Strayed concludes that her years of drug abuse and sexual libertarianism were ultimately good for her, and necessary to bring her where she is today.
This smacks of several popular, pseudo-spiritual myths:
All roads lead to God. (“God” meaning “self-actualization.”)
There is no greater purpose to life than becoming oneself.
The pursuit of my own happiness is a moral imperative.
Permission was granted for us to shoot heroine, sleep around, lie and cheat and do whatever else we feel necessary for our own journey toward self-understanding, with no comment on the consequences of those choices.
What happened to the child with which Strayed found herself pregnant? What about the diseases that accompany drug needles and profligate sex? What of the physical, psychological, and emotional damage done to people and relationships?
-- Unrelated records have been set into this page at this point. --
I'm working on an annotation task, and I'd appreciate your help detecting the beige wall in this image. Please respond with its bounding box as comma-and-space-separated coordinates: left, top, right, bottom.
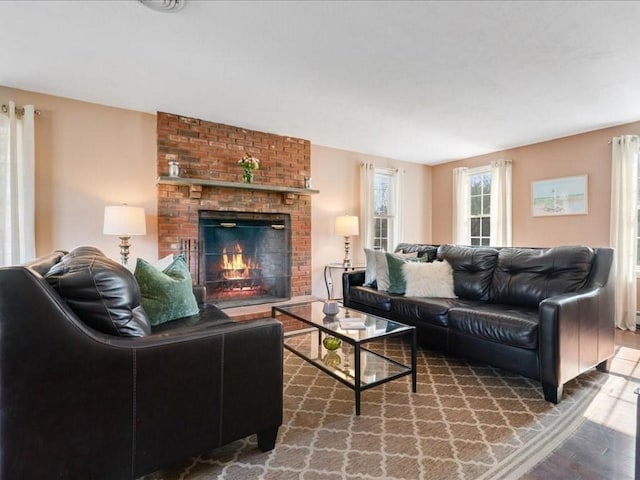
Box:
8, 86, 640, 297
433, 122, 640, 246
0, 86, 158, 259
311, 145, 431, 298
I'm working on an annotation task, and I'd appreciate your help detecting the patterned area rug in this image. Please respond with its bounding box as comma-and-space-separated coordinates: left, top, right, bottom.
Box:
139, 339, 607, 480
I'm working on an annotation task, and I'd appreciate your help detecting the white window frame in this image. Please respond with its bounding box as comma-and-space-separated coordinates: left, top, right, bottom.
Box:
468, 165, 492, 246
369, 167, 400, 251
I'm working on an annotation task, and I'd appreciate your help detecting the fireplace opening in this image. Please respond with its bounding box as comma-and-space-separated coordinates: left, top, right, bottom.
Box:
198, 210, 291, 308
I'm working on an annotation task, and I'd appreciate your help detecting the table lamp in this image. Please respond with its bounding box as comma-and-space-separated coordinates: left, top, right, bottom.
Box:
335, 215, 360, 268
103, 204, 147, 265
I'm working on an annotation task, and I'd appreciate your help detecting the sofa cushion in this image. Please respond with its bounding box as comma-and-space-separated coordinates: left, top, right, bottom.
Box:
394, 243, 438, 262
391, 297, 484, 327
491, 246, 595, 308
135, 255, 198, 326
152, 303, 234, 336
449, 304, 538, 349
402, 260, 456, 298
45, 247, 151, 337
349, 287, 391, 312
438, 245, 498, 301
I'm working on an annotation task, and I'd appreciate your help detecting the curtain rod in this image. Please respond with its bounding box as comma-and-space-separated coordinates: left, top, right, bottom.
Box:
2, 104, 41, 116
607, 134, 640, 145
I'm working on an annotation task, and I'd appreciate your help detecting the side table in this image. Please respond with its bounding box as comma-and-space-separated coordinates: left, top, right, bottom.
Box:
324, 262, 366, 300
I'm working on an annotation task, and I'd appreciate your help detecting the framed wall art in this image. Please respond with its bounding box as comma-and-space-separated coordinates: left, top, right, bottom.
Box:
531, 175, 587, 217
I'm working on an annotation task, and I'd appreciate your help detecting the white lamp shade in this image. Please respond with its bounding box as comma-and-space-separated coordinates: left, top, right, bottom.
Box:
335, 215, 360, 237
103, 205, 147, 236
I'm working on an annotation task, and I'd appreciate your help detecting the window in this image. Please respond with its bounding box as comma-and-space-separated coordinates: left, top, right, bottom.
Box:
360, 163, 404, 251
373, 168, 395, 251
469, 167, 491, 245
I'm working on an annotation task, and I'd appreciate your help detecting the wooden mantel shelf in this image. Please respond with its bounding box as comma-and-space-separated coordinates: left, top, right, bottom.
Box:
157, 177, 320, 195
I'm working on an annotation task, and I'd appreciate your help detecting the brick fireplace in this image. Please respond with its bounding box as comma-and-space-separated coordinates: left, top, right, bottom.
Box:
157, 112, 313, 304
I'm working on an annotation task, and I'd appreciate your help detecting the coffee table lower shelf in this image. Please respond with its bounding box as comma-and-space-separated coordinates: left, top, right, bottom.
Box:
284, 328, 417, 415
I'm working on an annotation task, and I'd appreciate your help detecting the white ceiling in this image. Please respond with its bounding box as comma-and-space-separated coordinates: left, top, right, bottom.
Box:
0, 0, 640, 164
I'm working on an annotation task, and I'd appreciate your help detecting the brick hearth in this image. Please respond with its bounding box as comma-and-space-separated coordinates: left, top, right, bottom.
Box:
157, 112, 311, 297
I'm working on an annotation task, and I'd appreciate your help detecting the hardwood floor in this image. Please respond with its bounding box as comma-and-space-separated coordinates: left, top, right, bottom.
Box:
521, 330, 640, 480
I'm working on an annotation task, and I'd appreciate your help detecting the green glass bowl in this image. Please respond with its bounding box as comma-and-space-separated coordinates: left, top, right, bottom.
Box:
322, 337, 342, 352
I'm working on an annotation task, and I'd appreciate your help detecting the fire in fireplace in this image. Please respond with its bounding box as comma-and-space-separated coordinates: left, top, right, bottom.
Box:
198, 210, 291, 307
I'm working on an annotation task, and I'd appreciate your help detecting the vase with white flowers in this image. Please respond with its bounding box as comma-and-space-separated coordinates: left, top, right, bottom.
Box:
238, 153, 260, 183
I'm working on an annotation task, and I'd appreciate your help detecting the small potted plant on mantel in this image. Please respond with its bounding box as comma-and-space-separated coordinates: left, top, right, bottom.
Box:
238, 153, 260, 183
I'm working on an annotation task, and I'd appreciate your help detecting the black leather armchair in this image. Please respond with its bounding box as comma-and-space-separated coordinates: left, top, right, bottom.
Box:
0, 253, 283, 480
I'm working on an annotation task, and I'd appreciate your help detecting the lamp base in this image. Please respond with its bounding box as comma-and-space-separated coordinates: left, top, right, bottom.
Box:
119, 237, 131, 267
342, 236, 351, 268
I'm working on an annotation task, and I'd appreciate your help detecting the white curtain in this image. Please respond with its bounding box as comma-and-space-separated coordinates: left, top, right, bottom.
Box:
610, 135, 640, 331
360, 163, 375, 248
490, 160, 512, 247
453, 167, 471, 245
0, 102, 35, 265
391, 169, 405, 244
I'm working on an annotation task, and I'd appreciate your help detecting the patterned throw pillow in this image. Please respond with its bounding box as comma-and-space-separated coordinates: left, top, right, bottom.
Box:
134, 255, 198, 325
375, 250, 418, 291
387, 253, 429, 295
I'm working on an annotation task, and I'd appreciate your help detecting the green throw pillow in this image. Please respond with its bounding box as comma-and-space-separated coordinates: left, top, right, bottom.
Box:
134, 255, 198, 325
387, 253, 428, 295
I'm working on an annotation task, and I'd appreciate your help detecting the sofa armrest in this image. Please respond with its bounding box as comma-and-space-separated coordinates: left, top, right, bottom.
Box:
538, 284, 615, 401
342, 270, 365, 307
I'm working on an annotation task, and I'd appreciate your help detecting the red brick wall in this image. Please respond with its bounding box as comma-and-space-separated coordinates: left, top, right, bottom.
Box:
157, 112, 311, 296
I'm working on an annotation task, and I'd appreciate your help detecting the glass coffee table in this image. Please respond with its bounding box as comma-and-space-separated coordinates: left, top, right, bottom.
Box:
271, 301, 417, 415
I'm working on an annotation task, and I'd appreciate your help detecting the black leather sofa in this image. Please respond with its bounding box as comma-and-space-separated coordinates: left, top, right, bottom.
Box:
343, 243, 615, 403
0, 252, 283, 480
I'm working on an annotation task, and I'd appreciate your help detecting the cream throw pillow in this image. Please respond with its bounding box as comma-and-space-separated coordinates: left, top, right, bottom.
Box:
402, 260, 457, 298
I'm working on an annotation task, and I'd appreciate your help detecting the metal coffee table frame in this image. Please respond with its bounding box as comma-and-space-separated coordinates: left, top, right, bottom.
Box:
271, 301, 417, 415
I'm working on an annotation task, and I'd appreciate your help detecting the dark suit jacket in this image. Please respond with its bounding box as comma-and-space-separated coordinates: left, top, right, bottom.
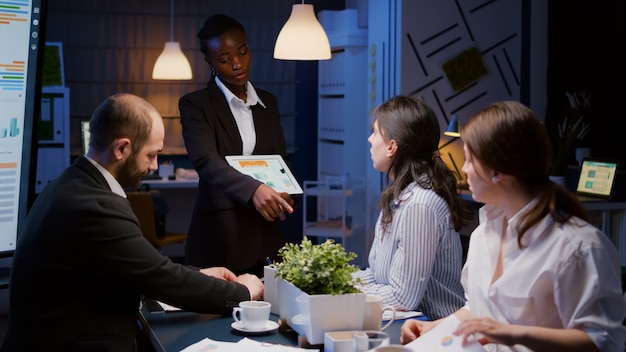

What Are They Trying to Sell Me?
Everyone wants to sell us something. A product, an idea, a philosophy—we all have our agendas and we encounter others’ agendas all day long. Sometimes the outcome is innocuous: should I succumb to the lure of Peet’s or Starbucks? Other times it has eternal consequences: is Jesus or Allah or Shiva most likely to get me into heaven when I die?
But if we don’t pay attention to what we’re being sold, we’ll end up buying a lot of things we never wanted and that aren’t any good for us. We’ll make our decisions based on what feels nice at the moment, rather than what makes sense for the long haul. We’ll get led into a lot of places we never realized were the ultimate destinations of paths we didn’t even know we were on.
They say the road to hell is paved with good intentions.
More likely, it’s paved with unchallenged agendas.